Contained within the fossil pollen and spore record is one of the most comprehensive histories of terrestrial vegetation and its response to long-term environmental change. However, the inefficiencies inherent in the traditional collection of palynological data has meant that this record remains one of the few areas of scientific inquiry where automated data acquisition and image analysis have made little headway. Because of the higher taxonomic diversity and more limited number of experts, the difficulty of palynological data collection has caused tropical palynology, in particular, to lag behind temperate communities in the development of large spatial and long temporal pollen datasets.

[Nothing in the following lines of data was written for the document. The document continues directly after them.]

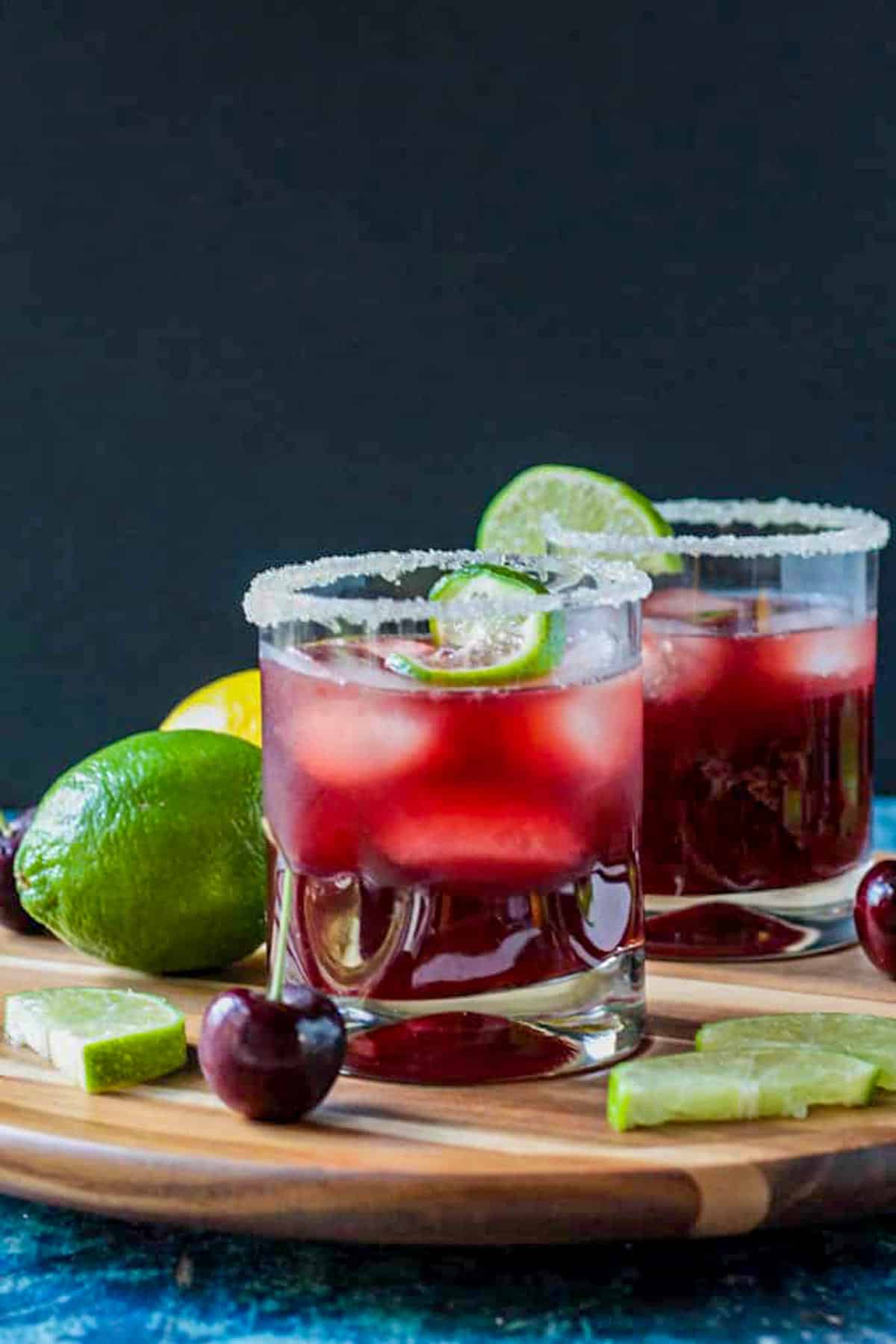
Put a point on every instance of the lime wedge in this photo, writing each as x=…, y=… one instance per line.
x=741, y=1085
x=101, y=1039
x=583, y=500
x=872, y=1039
x=488, y=648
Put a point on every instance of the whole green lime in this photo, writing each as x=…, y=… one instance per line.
x=151, y=853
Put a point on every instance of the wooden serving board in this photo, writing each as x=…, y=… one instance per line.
x=523, y=1163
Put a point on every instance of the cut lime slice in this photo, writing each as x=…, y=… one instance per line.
x=741, y=1085
x=579, y=499
x=872, y=1039
x=101, y=1039
x=487, y=648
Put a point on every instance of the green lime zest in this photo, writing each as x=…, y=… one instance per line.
x=862, y=1035
x=101, y=1039
x=768, y=1081
x=492, y=647
x=579, y=499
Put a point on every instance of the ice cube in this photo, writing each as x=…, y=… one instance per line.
x=462, y=833
x=356, y=737
x=832, y=660
x=595, y=727
x=680, y=667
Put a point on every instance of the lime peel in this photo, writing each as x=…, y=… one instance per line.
x=581, y=500
x=101, y=1039
x=485, y=648
x=770, y=1081
x=862, y=1035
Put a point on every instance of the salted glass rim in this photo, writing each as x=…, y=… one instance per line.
x=835, y=530
x=280, y=594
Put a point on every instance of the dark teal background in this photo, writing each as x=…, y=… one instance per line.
x=307, y=276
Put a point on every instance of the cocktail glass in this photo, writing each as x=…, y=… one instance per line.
x=759, y=644
x=460, y=865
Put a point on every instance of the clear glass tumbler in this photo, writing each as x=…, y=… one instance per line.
x=759, y=645
x=457, y=865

In order to address the problem of data collection and data availability for tropical systems, we present a radical alternative to traditional palynological counts – an automated counting system capable of dealing with high-diversity pollen samples. Our instance-based machine learning system employs full bias optimization, plus a two-tiered cross-validation to address the problem of overfitting common to machine learning studies. This high-throughput system is being developed and tested using 18 years of pollen rain samples from Barro Colorado Island (BCI) and Parque National San Lorenzo, Panama. Our preliminary trials focus on 76 BCI pollen samples collected between 1996-2005.

 

Results/Conclusions

Although this research is ongoing, there are some key preliminary findings that we can present at this time. First, in a smaller related analysis of five temperate modern taxa, our machine-based classification system was able to achieve 93% accuracy in identifications, based on a 641-fold cross-validation. Second, in scaling up our analysis, we have developed a customized image analysis system that takes advantage of commercial scanning microscopes to produce high-resolution images of palynological slides. There is an enormous amount of image data in these scans, with a single slide averaging ~500 GB of information. Our current preliminary trials are of 50 randomly subsampled images from our 76 samples. Using these images, we have established the range of variability in human expert identifications (based on seven participants), and demonstrate that the range of machine uncertainty falls within that range.

The use of machine-based classifications has the potential to advance the quantity and quality of tropical palynological research by providing objective measures of the consistency and reliability of palynological identifications. Although preliminary, our results demonstrate that automation is a feasible and desirable alternative to standard counting practices – particularly in the case of high diversity samples.